From Out of the Ether a Golden Egg

Sri Chinmoy by Pavitrata
Sri Chinmoy by Pavitrata TaylorOne normally apologises when one has been inadvertently amiss in something, and recently I have been very amiss—my writing here at A Sensitivity to Things literally missing in action, very much to my own regret—for in its absence I miss writing like near nothing else.

But how does one say sorry, sincerely and originally, when “I’m sorry I haven’t posted for a while” is officially the most common opening sentence in blogging? More fittingly by writing something new in my opinion, making amends and righting wrongs by writing, jumping back on the horse instead of moaning its distant, departed form.

For a while I had a Comment of the Week™ feature, a device which delivered a dependable, near ready to eat, half to fully baked with only a little heating or writing on my part, blog topic each week, but such a feature requires not just commenter but author too, the hen house absolutely necessary before discussion of chicken or egg can begin.

Ex nilhilo nihil fit. Nothing comes from nothing.

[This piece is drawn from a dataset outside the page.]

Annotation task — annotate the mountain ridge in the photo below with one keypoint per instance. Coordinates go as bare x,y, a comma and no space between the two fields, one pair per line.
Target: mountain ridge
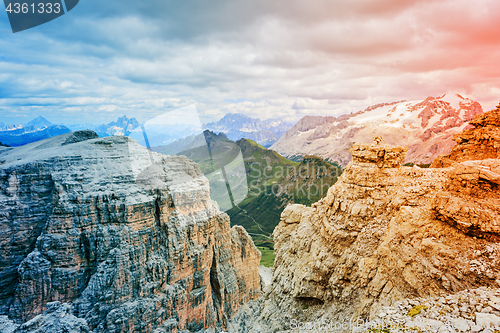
426,127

Well, the goose has laid a golden egg this week. A magical comment delivered to me, quite unexpectedly, out of the internet’s magic ether.

A Cheerful Fellow

Pavitrata Taylor, self-proclaimed, self-evident “cheerful fellow,” is a photographer who recently started a fine site dedicated to his photography (including personal favourite pictures of meditation teacher Sri Chinmoy), and he revealed himself to have more than just a talented eye, talented pen leaving a comment of epic proportions in response to Thirteen Facts About Me As A Child.

Well done Pavitrata, Commenter of the Week™—you can take it from here.

6 Childhood Facts by Pavitrata Taylor

  1. My first school was next to a graveyard in Malaya. Nothing the teacher had could match the passing funeral corteges.
  2. My first teenage school was a Catholic College in Belize. My RE teacher was the Head of the College. He had me down to burn in hell for not being a Catholic, as I was allowed to skip Mass. Later he ran off with the school secretary and a large chunk of school funds. Interpol caught up with them living the high life in Hawaii.
  3. The Catholic College was next to a small busy airport. Ask me anything about Cessnas or Pipers or Dakotas – the best plane that ever flew. Bar none. Nothing the College had could match that!
  4. My next school was a Methodist School in Belize. I got beaten for getting into an argument with a teacher as I said Australia was not the same thing as Australasia, she said there was no difference, I disagreed.
  5. I got thrown off my bike by a skull on the way home from school. Riding high speed across the mud-flats I hit a bump – the top of the skull embedded in the hard mud – and went flying. I dug it up and took it home; t’was a miraculous thing, I contemplated it for so long, put flowers and a candle by it, and gave it a name. I planned a burial with some wise words by Geronimo from my Niehardt book of Great Indian Chiefs, but my dad found the skull and it was taken for forensics. I never saw it again. I guess that first school in Malaya got me thinking early about stuff.
  6. Even Dakotas have their limits. One crashed into a river bank five minutes after take off, overloaded with a massive cargo of cucumbers. The pilot vanished. They thought he had survived and run off, as some suspicious plant substances were also found in the wreckage. A few months later a farmer killed a big alligator up-river. The pilot’s watch was found inside the alligator.
  7. I was a cheerful fellow, for all that. Still am.